PCR with prior RT reaction (lane +) using AQP2, an IMCD marker protein, specific primers served as a positive control. PCR without reverse transcription reaction (lane −) served as the negative controls. Parentheses indicate sample sources: FPB, fixed perfusion-biotinylated IMCDs; FIB, fixed incubation-biotinylated IMCDs; NPB, non-fixed perfusion-biotinylated IMCDs; NIB, non-fixed incubation-biotinylated IMCDs. ACE, angiotensin-converting enzyme; APC, adenomatous polyposis coli protein; CA4, carbonic anhydrase 4; CD40L, CD40 ligand; CLIC4, chloride intracellular channel protein 4; ERC2, ERC protein 2; FZD1, frizzled 1 precursor; GPR64, G-protein coupled receptor 64 precursor; GRIN2D, glutamate (N-methyl-D-aspartate) receptor subunit ε 4 precursor; HCN1, potassium/sodium hyperpolarization-activated cyclic nucleotide-gated channel 1; Kv4.3, potassium voltage-gated channel subfamily D member 3; LPL, lipoprotein lipase; LRP4, low density lipoprotein receptor-related protein 4; MAPK12, mitogen-activated protein kinase 12; MCT2, monocarboxylate transporter 2; PalmT, palmitoyl-transferase ZDHHC7; PIK3-C2γ, phosphatidylinositol-4-phosphate 3-kinase C2 domain-containing γ polypeptide; PIK3-Cβ, phospha-tidylinositol-4,5-bisphosphate 3-kinase catalytic subunit β isoform; PKA-βC, cAMP-dependent protein kinase, β-catalytic subunit; PODXL, podocalyxin; ROMK, ATP-sensitive inward rectifier potassium channel 1; S1P-R, sphingosine-1-phosphate receptor Edg-8; SCN5A, sodium channel protein type 5 α subunit; SNAP29, synap-tosomal-associated protein 29; THIK-1, potassium channel subfamily K member 13; TYRO3, tyrosine-protein kinase receptor TYRO3; VAPA, vesicle-associated membrane protein-associated protein A; VKγC, vitamin K-dependent gamma-carboxylase; WASPIP, Wiskott-Aldrich syndrome protein interacting protein.

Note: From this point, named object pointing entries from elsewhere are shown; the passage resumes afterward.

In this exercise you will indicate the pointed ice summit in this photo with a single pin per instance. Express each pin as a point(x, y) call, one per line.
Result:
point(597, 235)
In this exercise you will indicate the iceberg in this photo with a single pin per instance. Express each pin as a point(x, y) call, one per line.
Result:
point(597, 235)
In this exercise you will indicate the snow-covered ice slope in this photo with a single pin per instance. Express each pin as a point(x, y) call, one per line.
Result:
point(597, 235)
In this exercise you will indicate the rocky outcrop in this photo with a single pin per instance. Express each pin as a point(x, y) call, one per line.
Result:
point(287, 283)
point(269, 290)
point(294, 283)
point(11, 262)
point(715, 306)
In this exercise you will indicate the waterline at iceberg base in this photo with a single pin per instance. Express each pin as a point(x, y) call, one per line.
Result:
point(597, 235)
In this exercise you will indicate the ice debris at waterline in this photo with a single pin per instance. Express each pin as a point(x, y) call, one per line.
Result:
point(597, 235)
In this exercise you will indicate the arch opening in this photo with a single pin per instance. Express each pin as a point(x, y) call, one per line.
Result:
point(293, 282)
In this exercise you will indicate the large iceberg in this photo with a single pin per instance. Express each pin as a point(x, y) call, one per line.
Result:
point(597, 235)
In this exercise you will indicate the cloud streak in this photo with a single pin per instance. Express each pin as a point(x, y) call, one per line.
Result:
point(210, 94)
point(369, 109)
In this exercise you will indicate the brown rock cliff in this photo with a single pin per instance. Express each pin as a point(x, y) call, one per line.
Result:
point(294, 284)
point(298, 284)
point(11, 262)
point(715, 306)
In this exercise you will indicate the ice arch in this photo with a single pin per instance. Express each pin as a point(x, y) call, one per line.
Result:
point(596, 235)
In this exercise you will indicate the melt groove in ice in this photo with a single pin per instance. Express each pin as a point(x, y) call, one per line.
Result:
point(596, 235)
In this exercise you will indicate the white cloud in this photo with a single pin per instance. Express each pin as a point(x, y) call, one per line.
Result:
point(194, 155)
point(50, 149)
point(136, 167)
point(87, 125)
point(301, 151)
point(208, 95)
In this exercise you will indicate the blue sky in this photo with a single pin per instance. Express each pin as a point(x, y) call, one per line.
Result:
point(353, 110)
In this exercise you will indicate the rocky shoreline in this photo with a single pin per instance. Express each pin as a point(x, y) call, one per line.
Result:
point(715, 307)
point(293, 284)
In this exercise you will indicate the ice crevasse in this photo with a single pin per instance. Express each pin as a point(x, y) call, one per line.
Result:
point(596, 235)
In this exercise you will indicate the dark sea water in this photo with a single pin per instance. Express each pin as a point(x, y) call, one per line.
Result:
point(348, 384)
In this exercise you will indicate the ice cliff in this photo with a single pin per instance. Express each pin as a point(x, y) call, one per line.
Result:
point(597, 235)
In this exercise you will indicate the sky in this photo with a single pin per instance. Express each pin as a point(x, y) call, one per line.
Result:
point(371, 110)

Fig. 5. Basolateral surface biotinylation of isolated IMCD suspensions

A, an immunoblot shows that the IMCD suspensions (I) are enriched in the IMCD marker protein AQP2 and depleted of the non-IMCD marker protein AQP1 compared with the whole inner medulla homogenate (W) and the non-IMCD suspensions (N). B and C, fluorescence micrographs show that biotinylation occurs at the basement membrane and the basolateral membrane of the isolated IMCD segments in suspensions without (B) or with fixation (C) as revealed by streptavidin-FITC that stains the sites of biotinylation in green. AQP2 antibody identifies IMCD segments (red, Alexa568) and DAPI stains nuclei (blue).

Fig. 6. A Venn diagram summarizing the non-integral membrane proteins (non-MPs) identified in the fixed perfusion-biotinylated (FPB) IMCD and those identified in the fixed incubation-biotinylated (FIB) IMCD suspension

Numbers indicate protein identifications. Percentages indicate non-overlapping identifications in a particular sample preparation.

Fig. 7. Examples of integral and GPI-linked membrane proteins identified in the fixed (top) and the non-fixed (bottom) perfusion-biotinylated IMCDs

Type I and II membrane proteins have one single transmembrane span with N′ or C′ terminus facing the extracellular space, respectively. Type III membrane proteins contain multiple membrane-spanning topology. Some membrane proteins are anchored to the membrane via a GPI anchor. LPL, lipoprotein lipase; LRP4, low density lipoprotein receptor-related protein 4; ANPEP, aminopeptidase N.